Post by Zoltan Somogyi

Post by Peter Wang
I think we can do without unpacked int64/uint64s.

Actually, I think it is simpler to treat 64 bit integers the same as
64 bit floats on all platforms, including 32 bit ones.

Post by Peter Wang

We don't operate on the float fields directly but extract them into
temporary variables with MR_float_from_dword.

Yes, I know. However, accessing a known-to-be-properly aligned float
without copying it would be faster.

Right, though I assumed that copying into float registers / the FPU
register stack would be necessary either way, and (somehow) it would all
be equivalent to the C compiler in the end. It seems not, or not always.

Post by Zoltan Somogyi
The downside would be that aligning 64 bit floats (and ints and uints)
on 64 bit boundaries on 32 bit machines may require the compiler
to insert 32 bits of padding.
*If* you control the definition of a type whose functors have float arguments,
and *if* you know about this issue, then you can choose to order the
arguments of such functors in a way that avoids such padding.
I see three possible approaches here.
1: the status quo. Never insert any padding before 64 bit entities,
and always refer to them via MR_float_from_word and related macros.
2: the speed demon approach: always align 64 bit entities on 64 bit
boundaries, and refer to them directly, without going through MR_float_from_word.
3: the compromise approach: never insert any padding before
64 bit entities, but refer to them directly, without MR_float_from_word,
whenever they *happen* to start on a 64 bit boundary.
Approach 3 is clearly superior to approach 1, but 2 is simpler to implement,
though I don't know by how much. I will try to implement 3.
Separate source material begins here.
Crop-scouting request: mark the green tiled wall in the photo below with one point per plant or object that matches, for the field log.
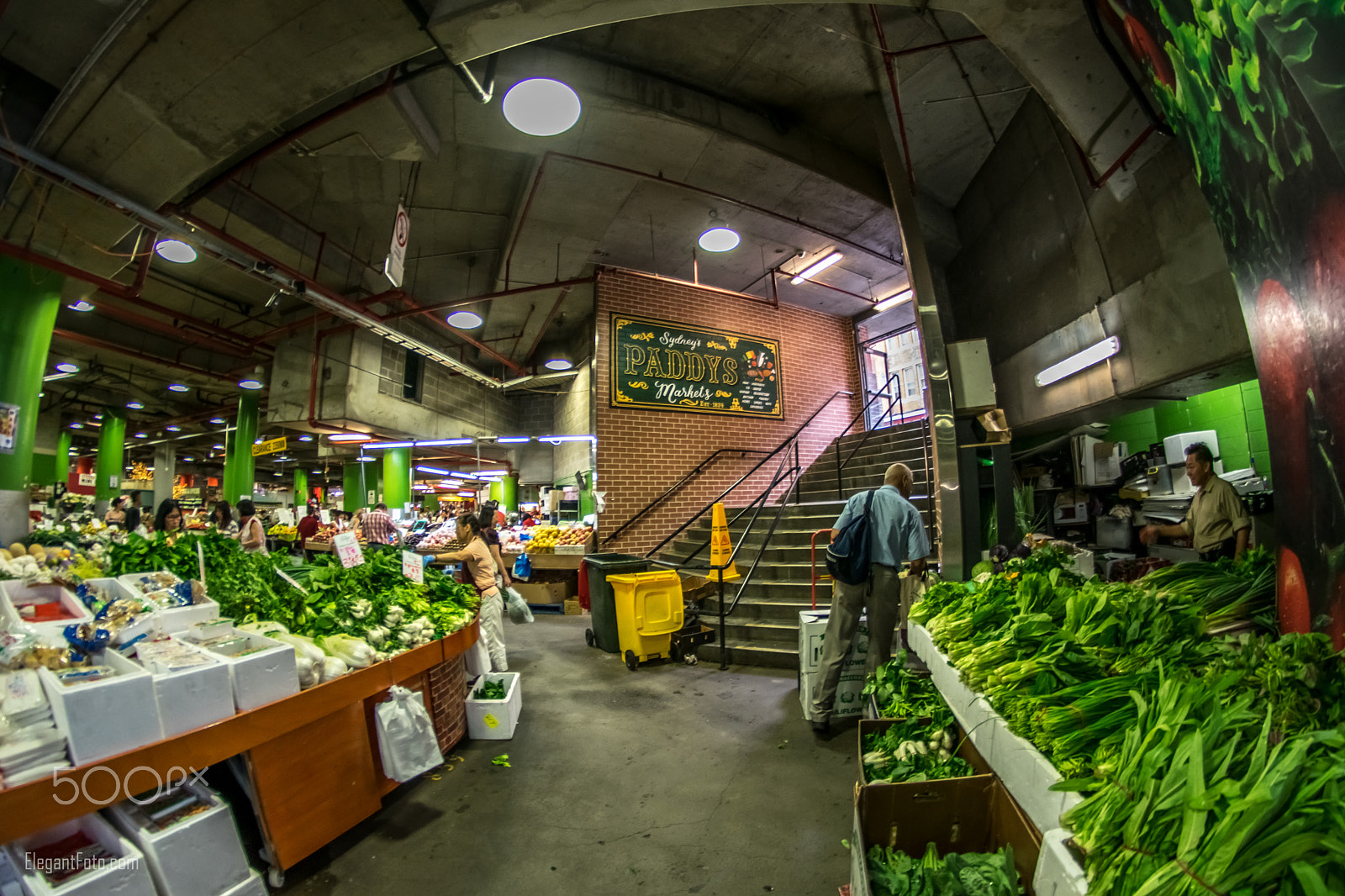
(1235, 414)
I think approach 3 is fine. Once (if) we have argument reordering
we can make all 64 bit entities aligned to 64 bit boundaries
(unless there is some constraint that I'm not aware of).

Post by Zoltan Somogyi

Post by Peter Wang
Mercury (and Prince) were previously confirmed working on 32-bit SPARC
after resolving bug #299 in commit 1094f42cc.

How long ago was that?
That Mercury has worked on 32 bit SPARC in the past is *far* from surprising,
given that Mercury *first bootstrapped* on a 32-bit SPARC machine :-),
after starting development on a 32-bit MIPS machine.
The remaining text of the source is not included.